The Iowa Supreme Court has ruled a Guthrie Center bar should go to trial for damages after a customer was injured in a fight in their parking lot. On March 20 of 2009 Curtis Hoyt and several members of his construction crew stopped into Gutterz Bowl & Lounge for a drink after work.
Hoyt saw Curtis Knapp — a man who he had a disagreement with — sitting at the bar. Hoyt and coworker approached Knapp and confronted him, but Knapp did not respond.
A waitress who feared there would be a fight got the owner of the bar and the owner cut off their drinks. They continued to taunt Knapp and the Gutterz owner asked them to leave. Hoyt left the bar and as he was walking to his car he was hit in the head, knocked unconscious, and suffered a broken ankle.
Knapp later admitted to hitting Hoyt, but said he did so in self defense.

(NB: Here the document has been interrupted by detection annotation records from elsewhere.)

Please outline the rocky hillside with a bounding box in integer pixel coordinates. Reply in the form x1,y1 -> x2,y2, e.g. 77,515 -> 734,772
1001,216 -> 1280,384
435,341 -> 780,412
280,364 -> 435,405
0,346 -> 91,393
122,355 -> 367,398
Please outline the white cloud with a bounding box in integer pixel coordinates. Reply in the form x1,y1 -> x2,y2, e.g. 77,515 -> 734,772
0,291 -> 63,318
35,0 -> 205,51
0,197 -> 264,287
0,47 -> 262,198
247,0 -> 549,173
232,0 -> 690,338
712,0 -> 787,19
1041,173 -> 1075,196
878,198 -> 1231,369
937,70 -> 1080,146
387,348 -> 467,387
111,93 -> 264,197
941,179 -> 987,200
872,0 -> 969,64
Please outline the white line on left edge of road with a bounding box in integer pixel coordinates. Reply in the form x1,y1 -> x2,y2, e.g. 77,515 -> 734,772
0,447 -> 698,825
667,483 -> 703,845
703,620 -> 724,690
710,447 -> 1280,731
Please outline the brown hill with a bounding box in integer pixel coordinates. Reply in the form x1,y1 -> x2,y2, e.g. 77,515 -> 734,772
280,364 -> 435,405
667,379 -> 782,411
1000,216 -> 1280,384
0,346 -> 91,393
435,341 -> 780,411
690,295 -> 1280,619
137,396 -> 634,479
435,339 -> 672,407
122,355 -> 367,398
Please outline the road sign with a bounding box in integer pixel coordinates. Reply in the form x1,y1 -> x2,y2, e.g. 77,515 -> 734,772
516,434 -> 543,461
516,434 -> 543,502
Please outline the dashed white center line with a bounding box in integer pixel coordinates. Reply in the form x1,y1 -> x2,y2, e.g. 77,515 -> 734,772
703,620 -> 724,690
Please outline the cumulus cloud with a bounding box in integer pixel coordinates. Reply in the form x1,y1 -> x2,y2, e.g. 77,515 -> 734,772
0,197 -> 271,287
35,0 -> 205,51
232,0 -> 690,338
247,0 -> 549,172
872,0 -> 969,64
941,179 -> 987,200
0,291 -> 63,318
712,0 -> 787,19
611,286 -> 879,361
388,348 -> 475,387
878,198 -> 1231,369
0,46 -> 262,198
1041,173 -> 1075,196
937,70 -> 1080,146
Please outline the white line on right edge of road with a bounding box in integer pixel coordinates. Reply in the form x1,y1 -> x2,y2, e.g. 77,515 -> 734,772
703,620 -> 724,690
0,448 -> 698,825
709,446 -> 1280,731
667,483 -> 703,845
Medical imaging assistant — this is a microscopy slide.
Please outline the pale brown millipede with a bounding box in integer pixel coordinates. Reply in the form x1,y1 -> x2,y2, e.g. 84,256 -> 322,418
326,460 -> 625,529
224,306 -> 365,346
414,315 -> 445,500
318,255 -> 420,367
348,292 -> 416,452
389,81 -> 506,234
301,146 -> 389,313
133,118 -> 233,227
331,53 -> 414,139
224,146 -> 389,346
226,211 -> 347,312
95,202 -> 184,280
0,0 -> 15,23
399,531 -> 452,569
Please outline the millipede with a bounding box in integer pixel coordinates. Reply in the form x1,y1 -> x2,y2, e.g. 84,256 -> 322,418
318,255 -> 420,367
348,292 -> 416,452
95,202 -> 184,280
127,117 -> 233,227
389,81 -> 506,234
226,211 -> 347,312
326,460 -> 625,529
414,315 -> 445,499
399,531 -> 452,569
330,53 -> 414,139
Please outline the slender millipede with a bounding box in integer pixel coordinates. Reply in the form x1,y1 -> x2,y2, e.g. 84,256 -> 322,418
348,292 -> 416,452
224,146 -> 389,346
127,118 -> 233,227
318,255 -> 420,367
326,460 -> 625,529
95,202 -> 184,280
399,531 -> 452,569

Hoyt sued Knapp and Gutterz for damages.
The district court ruled Hoyt’s injury was not foreseeable and Gutterz did not breach its duty to protect him. The Court of Appeals overturned the district court ruling.
The Supreme Court agreed with the appeal ruling, saying that establishments that serve alcohol are known to have fights, and just because Hoyt was the one who was the aggressor, Gutterz could have foreseen a danger to him. The ruling however did not specifically say Gutterz was liable — it said that is an issue for a jury to decide.
Justice Thomas Waterman issued a dissent in the case. Waterman said there was no reason to eject Knapp who was the victim of a troublemaker’s verbal abuse or call the police before Knapp unexpectedly jumped Hoyt in the parking lot. He said the uncontroverted facts establish the defendant acted reasonably as a matter of law.
The case now goes back to district court.